Background & Motivation

Background: Evaluation of multilingual translation systems typically relies on automatic metrics (COMET, MetricX, etc.), with the standard practice of averaging metric scores across language directions as the system-level score. MQM human evaluation achieves cross-lingual comparability through standardized error categories and hierarchical penalty scoring.

Limitations of Prior Work: The averaging strategy implicitly assumes that different languages score on the same scale for similar errors, but in practice metrics may exhibit cross-lingual scoring bias — translations of the same quality receive different scores in different languages. For example, translations with the same major error receive significantly different COMET scores across languages.

Key Challenge: No benchmark dataset provides cross-lingual parallel quality instances, making it impossible to systematically quantify and verify scoring bias.

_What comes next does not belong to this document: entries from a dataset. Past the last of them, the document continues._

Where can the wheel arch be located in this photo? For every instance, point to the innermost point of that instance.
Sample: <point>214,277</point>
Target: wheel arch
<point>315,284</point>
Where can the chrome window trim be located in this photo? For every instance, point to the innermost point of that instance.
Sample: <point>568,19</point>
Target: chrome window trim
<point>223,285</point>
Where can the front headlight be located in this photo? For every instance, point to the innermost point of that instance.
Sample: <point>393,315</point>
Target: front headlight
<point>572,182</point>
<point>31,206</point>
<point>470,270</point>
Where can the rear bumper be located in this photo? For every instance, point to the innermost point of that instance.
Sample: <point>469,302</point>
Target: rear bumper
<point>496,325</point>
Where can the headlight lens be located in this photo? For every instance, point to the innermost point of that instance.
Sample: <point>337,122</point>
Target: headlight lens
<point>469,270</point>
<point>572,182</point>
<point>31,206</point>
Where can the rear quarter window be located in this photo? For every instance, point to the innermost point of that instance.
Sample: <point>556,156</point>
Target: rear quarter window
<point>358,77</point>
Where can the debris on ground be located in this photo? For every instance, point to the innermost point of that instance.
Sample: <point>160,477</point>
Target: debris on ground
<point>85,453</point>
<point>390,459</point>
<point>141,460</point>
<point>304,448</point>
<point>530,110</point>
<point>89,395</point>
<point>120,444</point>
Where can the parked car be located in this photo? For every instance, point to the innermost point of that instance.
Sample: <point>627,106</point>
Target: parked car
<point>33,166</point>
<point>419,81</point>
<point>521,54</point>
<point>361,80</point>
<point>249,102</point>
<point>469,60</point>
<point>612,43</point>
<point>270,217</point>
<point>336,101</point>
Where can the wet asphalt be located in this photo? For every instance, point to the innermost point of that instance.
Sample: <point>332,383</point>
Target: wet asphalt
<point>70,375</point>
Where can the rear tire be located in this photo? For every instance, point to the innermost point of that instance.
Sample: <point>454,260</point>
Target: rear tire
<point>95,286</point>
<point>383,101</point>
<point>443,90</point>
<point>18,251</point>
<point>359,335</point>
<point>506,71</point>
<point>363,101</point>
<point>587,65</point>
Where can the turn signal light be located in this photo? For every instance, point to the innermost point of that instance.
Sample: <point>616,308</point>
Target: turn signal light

Expert annotation costs are extremely high, limiting language coverage.

Goal: (1) Construct a cross-lingual parallel quality benchmark; (2) quantify cross-lingual scoring bias; (3) propose calibration strategies to improve fairness in multilingual evaluation.

Key Insight: Automatically inject MQM-defined errors into high-quality reference translations, generating pseudo-translations with controllable quality through controlling error quantity, with native speaker filtering to ensure reliability.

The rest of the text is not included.